Isaac Asimov Presents The Great SF Stories 8
- First edition cover
- Editors: Isaac Asimov Martin H. Greenberg
- Cover artist: Oliviero Berni
- Language: English
- Series: Isaac Asimov Presents The Great SF Stories
- Genre: Science fiction
- Publisher: DAW Books
- Publication date: November 1982
- Publication place: United States
- Media type: Print (hardback & paperback)
- Preceded by: Isaac Asimov Presents The Great SF Stories 7 (1945)
- Followed by: Isaac Asimov Presents The Great SF Stories 9 (1947)

= Isaac Asimov Presents The Great SF Stories 8 (1946) =

1982 science fiction story collection edited by Isaac Asimov and Martin H. Greenberg

Isaac Asimov Presents The Great SF Stories 8 (1946) is an English language science fiction story collection, edited by Isaac Asimov and Martin H. Greenberg. It is part of a series which attempts to list the great science fiction stories from the Golden Age of Science Fiction. They date the Golden Age as beginning in 1939 and lasting until 1963. The book was later reprinted as the second half of Isaac Asimov Presents The Golden Years of Science Fiction, Fourth Series with the first half being Isaac Asimov Presents The Great SF Stories 7 (1945).

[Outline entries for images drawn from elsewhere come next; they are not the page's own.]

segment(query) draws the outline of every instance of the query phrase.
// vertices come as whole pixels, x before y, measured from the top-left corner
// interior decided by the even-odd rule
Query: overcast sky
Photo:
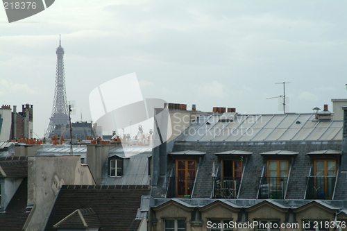
[[[332,110],[331,99],[347,98],[346,10],[346,1],[56,0],[9,24],[2,9],[0,104],[33,104],[34,132],[44,135],[61,34],[73,121],[91,121],[93,89],[133,72],[144,98],[188,109],[281,113],[266,98],[285,81],[287,111]]]

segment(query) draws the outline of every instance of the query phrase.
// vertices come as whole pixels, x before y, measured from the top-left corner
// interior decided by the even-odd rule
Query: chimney
[[[342,133],[342,158],[341,160],[341,168],[343,171],[347,171],[347,105],[342,107],[344,110],[344,124]]]
[[[324,110],[322,112],[317,112],[316,118],[319,121],[330,121],[332,118],[333,113],[331,113],[328,110],[328,104],[324,104]]]
[[[154,140],[152,149],[151,185],[158,185],[159,179],[164,181],[167,177],[167,136],[169,122],[169,111],[160,108],[154,109]],[[164,182],[163,181],[163,182]]]

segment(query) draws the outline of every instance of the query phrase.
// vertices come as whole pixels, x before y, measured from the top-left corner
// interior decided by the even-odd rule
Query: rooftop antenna
[[[282,84],[283,85],[283,94],[280,95],[279,96],[275,96],[275,97],[270,97],[270,98],[266,98],[266,99],[274,99],[274,98],[283,98],[283,103],[281,103],[282,107],[283,108],[283,113],[285,114],[285,108],[286,105],[288,103],[288,100],[286,102],[286,97],[285,97],[285,84],[286,83],[290,83],[291,82],[281,82],[281,83],[275,83],[275,84]]]
[[[69,101],[69,126],[70,128],[70,155],[73,155],[72,152],[72,126],[71,125],[71,115],[74,114],[76,111],[74,109],[75,107],[74,101]]]

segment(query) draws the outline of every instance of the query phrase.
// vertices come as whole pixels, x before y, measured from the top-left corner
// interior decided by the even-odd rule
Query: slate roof
[[[28,180],[24,178],[8,203],[6,212],[0,213],[0,230],[22,230],[29,215],[26,210]]]
[[[0,157],[0,178],[21,178],[27,176],[26,157]]]
[[[149,191],[147,185],[63,185],[44,230],[56,230],[53,225],[76,209],[92,209],[103,230],[131,230],[128,228],[134,226],[141,197]]]
[[[306,189],[305,176],[310,176],[311,159],[307,153],[319,150],[341,150],[340,141],[321,141],[321,142],[175,142],[173,151],[183,151],[186,150],[196,150],[206,152],[198,163],[198,171],[196,177],[195,185],[192,198],[208,198],[212,191],[212,169],[213,162],[215,169],[221,168],[216,153],[230,150],[239,150],[251,152],[253,154],[248,156],[246,160],[244,157],[245,168],[243,180],[239,194],[239,198],[256,198],[259,187],[259,178],[262,176],[265,159],[260,153],[273,151],[273,154],[280,153],[278,151],[289,151],[292,153],[291,169],[289,178],[287,199],[304,199]],[[285,153],[287,153],[287,151]],[[278,154],[277,154],[278,155]],[[174,173],[174,160],[169,158],[167,167],[168,174]],[[335,191],[335,199],[347,199],[347,185],[343,183],[346,180],[346,173],[339,173],[338,184]],[[341,181],[341,183],[339,182]],[[165,182],[164,182],[165,183]],[[153,196],[158,196],[153,191]]]
[[[101,228],[98,215],[92,208],[76,209],[71,214],[53,225],[59,228]]]

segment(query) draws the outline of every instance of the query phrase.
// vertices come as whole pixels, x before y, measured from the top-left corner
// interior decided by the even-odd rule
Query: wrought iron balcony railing
[[[260,177],[259,199],[283,199],[287,189],[286,177]]]
[[[306,199],[331,199],[336,177],[307,176]]]
[[[241,178],[213,178],[213,198],[237,198]]]
[[[168,177],[167,198],[190,198],[194,186],[195,177]]]

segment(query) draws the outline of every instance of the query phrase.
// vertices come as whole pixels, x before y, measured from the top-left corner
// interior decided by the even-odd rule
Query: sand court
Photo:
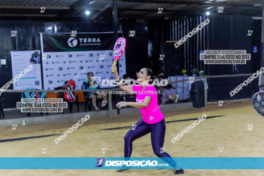
[[[165,151],[173,157],[264,157],[263,137],[263,118],[255,112],[249,101],[224,103],[222,106],[210,104],[199,109],[188,111],[164,112],[168,121],[200,117],[224,115],[201,122],[178,140],[172,144],[171,139],[194,121],[166,124]],[[92,116],[92,115],[90,115]],[[140,115],[108,119],[90,119],[58,144],[54,140],[59,134],[40,138],[1,142],[1,157],[123,157],[124,138],[129,129],[104,130],[100,129],[127,126],[135,124]],[[62,119],[62,120],[63,119]],[[0,129],[1,140],[60,134],[71,127],[74,122],[53,124],[18,126]],[[253,125],[253,129],[247,130],[247,125]],[[218,152],[219,147],[223,147]],[[106,148],[101,154],[102,148]],[[42,149],[46,148],[46,154]],[[133,142],[131,157],[154,157],[150,135]],[[197,163],[199,164],[199,163]],[[259,170],[186,170],[186,175],[262,175]],[[113,170],[3,170],[2,175],[171,175],[172,170],[131,169],[122,173]]]

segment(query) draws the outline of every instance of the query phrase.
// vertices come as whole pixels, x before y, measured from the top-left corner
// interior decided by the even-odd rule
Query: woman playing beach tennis
[[[116,66],[114,65],[114,66],[113,65],[112,66],[112,70],[114,68],[116,79],[119,79],[120,77],[117,72]],[[157,78],[153,75],[153,71],[151,70],[144,68],[138,73],[137,78],[138,81],[142,83],[144,81],[149,79],[153,80]],[[127,106],[139,108],[142,114],[142,119],[136,124],[136,126],[135,125],[134,127],[135,129],[128,131],[125,136],[124,157],[129,157],[131,155],[133,141],[151,133],[151,143],[154,153],[159,157],[166,157],[161,159],[164,161],[166,159],[166,162],[176,168],[176,164],[170,156],[164,151],[160,152],[160,148],[163,147],[164,142],[166,126],[163,115],[159,108],[157,109],[157,107],[159,107],[158,100],[160,100],[160,98],[156,88],[150,85],[152,82],[153,81],[151,81],[149,82],[149,84],[146,85],[144,84],[133,86],[122,85],[119,87],[124,91],[135,92],[136,94],[136,102],[119,102],[116,104],[116,107],[119,109]],[[127,170],[128,169],[121,169],[117,171],[120,172]],[[183,174],[184,172],[182,169],[176,169],[175,174]]]

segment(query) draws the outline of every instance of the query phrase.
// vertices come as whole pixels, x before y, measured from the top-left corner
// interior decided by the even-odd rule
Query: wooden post
[[[207,78],[206,77],[204,78],[203,88],[204,89],[204,106],[207,106],[207,89],[206,87],[207,85]]]
[[[112,109],[112,91],[109,91],[109,93],[108,94],[108,113],[109,113],[109,118],[110,120],[113,119],[113,115],[112,114],[112,111],[113,109]]]
[[[260,49],[260,68],[264,67],[264,3],[262,3],[262,22],[261,29],[261,48]],[[253,31],[254,32],[254,31]],[[264,76],[259,77],[259,86],[264,85]],[[264,90],[264,86],[259,87],[260,91]]]

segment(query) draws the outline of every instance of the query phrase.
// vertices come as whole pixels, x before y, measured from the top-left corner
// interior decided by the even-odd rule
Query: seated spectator
[[[89,87],[90,85],[92,84],[92,85],[94,84],[98,84],[98,83],[95,81],[95,80],[92,80],[91,77],[94,76],[94,74],[92,72],[88,72],[87,73],[88,76],[88,80],[84,81],[82,83],[82,90],[92,90],[96,89],[100,89],[100,86],[98,85],[97,87]],[[96,93],[96,92],[83,92],[84,95],[84,98],[86,99],[89,98],[92,99],[92,103],[95,111],[100,111],[100,109],[102,109],[104,108],[106,106],[101,106],[100,109],[96,105],[96,98],[99,98],[99,99],[103,99],[104,101],[107,101],[107,96],[106,94],[98,94]]]
[[[160,80],[165,79],[166,77],[163,71],[160,70],[158,72],[158,78]],[[175,103],[178,102],[179,99],[179,95],[176,94],[176,88],[172,87],[172,85],[168,84],[165,86],[159,86],[158,88],[160,91],[161,101],[164,101],[170,95],[171,95],[172,97],[171,99],[171,100]]]

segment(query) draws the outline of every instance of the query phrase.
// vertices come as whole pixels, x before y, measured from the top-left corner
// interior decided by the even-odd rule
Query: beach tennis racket
[[[126,39],[122,37],[118,38],[114,46],[114,59],[115,61],[114,61],[114,68],[112,70],[112,72],[115,71],[115,66],[116,64],[118,59],[121,57],[125,51],[126,44]]]
[[[264,116],[264,91],[260,91],[255,94],[252,97],[251,103],[257,113]]]

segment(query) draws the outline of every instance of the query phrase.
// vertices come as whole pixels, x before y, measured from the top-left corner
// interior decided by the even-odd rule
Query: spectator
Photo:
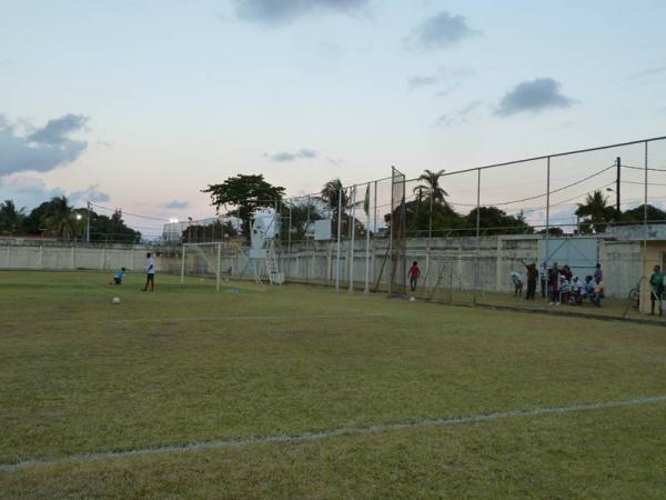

This volume was originally published by DAW books in November 1982.

== Stories ==
- "A Logic Named Joe" by Will F. Jenkins
- "Memorial" by Theodore Sturgeon
- "Loophole" by Arthur C. Clarke
- "The Nightmare" by Chan Davis
- "Rescue Party" by Arthur C. Clarke
- "Placet is a Crazy Place" by Fredric Brown
- "Conqueror's Isle" by Nelson S. Bond
- "Lorelei of the Red Mist" by Ray Bradbury and Leigh Brackett
- "The Million Year Picnic" by Ray Bradbury
- "The Last Objective" by Paul A. Carter
- "Meihem in ce Klasrum" by Dolton Edwards
- "Vintage Season" by Lawrence O'Donnell
- "Evidence" by Isaac Asimov
- "Absalom" by Henry Kuttner
- "Mewhu's Jet" by Theodore Sturgeon
- "Technical Error" by Arthur C. Clarke

==Reception==
Isaac Asimov Presents The Great SF Stories 8 came in 13th in the 1983 Locus Award for Best Anthology.